Niki Rettenbacher hat mit seiner Familie aus der Nebenerwerbslandwirtschaft seiner Eltern in Kuchl im Salzburger Tennengau ein kleines Bio-Paradies aufgebaut. Er stellt nicht nur eigenen Käse her und bringt Groß und Klein das Leben am Bauernhof näher, sondern beschäftigt sich auch mit alternativen Formen der Landwirtschaft. Wir haben uns mit ihm über sein Leben, den Fürstenhof und die Gegenwart und Zukunft seines Berufs unterhalten.

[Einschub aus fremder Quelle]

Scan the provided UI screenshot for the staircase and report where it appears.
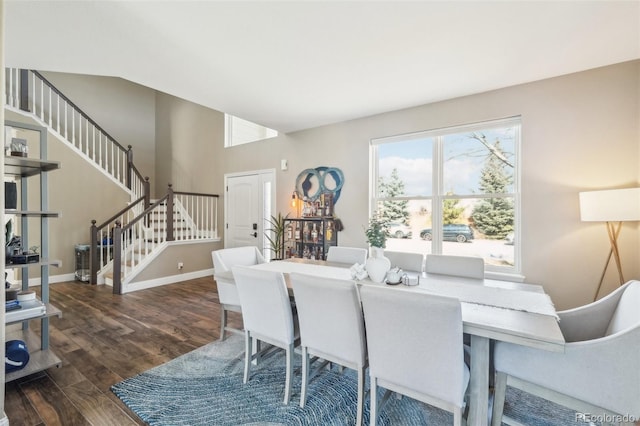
[5,68,218,294]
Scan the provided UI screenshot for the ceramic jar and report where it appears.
[365,247,391,283]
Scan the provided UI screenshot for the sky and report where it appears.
[378,127,515,196]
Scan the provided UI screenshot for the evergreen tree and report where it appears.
[378,168,409,224]
[442,192,464,225]
[471,140,514,239]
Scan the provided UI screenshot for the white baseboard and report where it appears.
[11,273,80,288]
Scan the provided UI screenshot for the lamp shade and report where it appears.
[579,188,640,222]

Es ist ein nasskalter und trüber Morgen, als wir zu unserem Treffen mit Niki starten. Das mächtige Göllmassiv immer an unserer rechten Seite, nähern wir uns dem historischen Fürstenhof, der auf den ersten Blick zu dieser Tages- und Jahreszeit noch recht verschlafen wirkt. Sobald uns Niki jedoch mit wachen Augen begrüßt und wir die ersten Blicke ins Innere des Hofs erhaschen, merken wir, dass das Leben hier selten still steht. Die Käsetheke des Hofladens wird von den Mitarbeitern für den Tag vorbereitet und im rückseitig gelegenen Stall bekommen die Jersey-Rinder bereits ihr zweites Frühstück von Nikis Vater. Ganz zu schweigen von den Milliarden an Milchsäurebakterien, die rund um die Uhr im Reiferaum gefragten Spitzenkäse produzieren. Schon in den ersten Momenten merken wir, dass es hier am Fürstenhof viele Themen gibt, über die man schreiben könnte. Wir beschließen ganz vorne zu beginnen und fragen Niki, wie er den Hof zu dem gemacht hat, was er heute ist.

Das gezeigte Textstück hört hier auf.